In this exercise we want to highlight how drastically inference speed can change **even with the same model size**.
For this exercise we picked the highest precision "best quality" weights and are comparing it to the "fastest" but lowest precision weights.

Quantization is just one decision to be made when optimizing serving. There are a number of other methods that speed up inference. For example a common one is a [KV Cache](https://medium.com/@joaolages/kv-caching-explained-276520203249). These days most frameworks already include them. See the following blog post and setting in Ollama.


Methods can be combined, for example KV Caching and quantization.
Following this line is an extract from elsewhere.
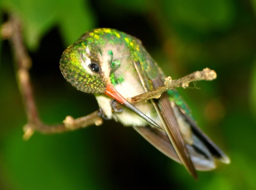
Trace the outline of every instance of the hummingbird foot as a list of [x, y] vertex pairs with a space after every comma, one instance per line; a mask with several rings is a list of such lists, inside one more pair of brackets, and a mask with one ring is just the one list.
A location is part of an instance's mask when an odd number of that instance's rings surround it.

To see the deep details check out this discussion from the ollama maintainers. https://github.com/ollama/ollama/issues/5091#issuecomment-2476456862

For more settings see this [doc](https://github.com/ollama/ollama/blob/main/docs/faq.md)
  * os.environ["OLLAMA_KV_CACHE_TYPE"] = "q4_0"
  * os.environ["OLLAMA_KV_CACHE_TYPE"] = "FP16"
  * os.environ["OLLAMA_FLASH_ATTENTION"] = "0"kv cach

For more on efficient serving see the [GenAI Guidebook references](https://ravinkumar.com/GenAiGuidebook/language_models/inference.html)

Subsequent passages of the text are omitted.